UNITED STATES DISTRICT COURT EASTERN DISTRICT OF NEW YORK -------------------------------------------------------x TASHIMA B-ASIA WRIGHT,

Plaintiff, MEMORANDUM & ORDER - against - 22-CV-3310 (PKC)

KILOLO KIJAKAZI, Acting Commissioner of Social Security,

Defendant. -------------------------------------------------------x PAMELA K. CHEN, United States District Judge: Plaintiff Tashima B-Asia Wright filed this action pursuant to 42 U.S.C. §§ 405(g) and 1383(c)(3) on June 6, 2022.1 (Dkt. 1.) Plaintiff challenges the Social Security Administration’s (“SSA”) determination of her claim, which denied her claim for Disability Insurance Benefits (“DIB”) and Supplemental Security Income (“SSI”). (Administrative Transcript (“Tr.”)2, at 1.) Plaintiff moved for judgment on the pleadings on January 4, 2023, and the Acting Commissioner of Social Security (“Commissioner”) filed her cross-motion for judgment on the pleadings on February 9, 2023. (Dkts. 12–17.) For the reasons explained below, the Court grants Plaintiff’s motion and denies the Commissioner’s cross-motion. This case is remanded for further proceedings consistent with this Memorandum and Order.

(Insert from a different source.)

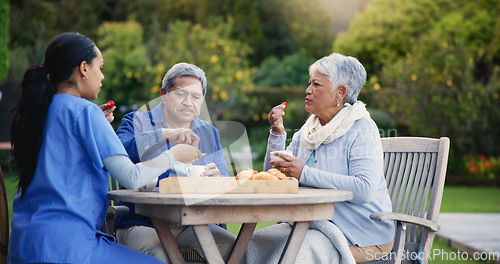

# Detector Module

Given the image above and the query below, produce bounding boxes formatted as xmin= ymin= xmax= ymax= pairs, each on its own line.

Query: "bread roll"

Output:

1 42 U.S.C. § 1383(c)(3) renders final determinations of claims for Supplemental Security Income subject to the same judicial review provisions as 42 U.S.C. § 405(g). 2 All references to “Tr.” refer to the consecutively paginated Administrative Transcript (see Dkt. 11), and not to the internal pagination of the constituent documents. BACKGROUND3 I. Procedural History Plaintiff applied for DIB and SSI on June 27, 2017 (Tr. 132), alleging a disability onset date of October 19, 2016 (Tr. 133). Plaintiff’s case was initially heard by Administrative Law Judge (“ALJ”) Gloria Pellegrino, who denied her claims by decision dated April 10, 2019. (Tr. 173.) But the Appeals Council granted Plaintiff’s request for review and vacated ALJ Pellegrino’s

decision, remanding the case for another ALJ hearing. (Tr. 180.) On remand, ALJ Thomas Gray held two telephonic hearings, one on November 20, 2020, and a second on October 1, 2021. (Tr. 13.) On January 26, 2022, ALJ Gray issued a decision denying Plaintiff’s DIB and SSI claims again. (Tr. 10.) On April 13, 2022, the Appeals Council declined to review ALJ Gray’s decision, rendering the determination final. (Tr. 1.) Based upon the denial, Plaintiff timely filed this action, seeking reversal or remand of ALJ Thomas’s determination.4 (Dkt. 1, ¶ 13.)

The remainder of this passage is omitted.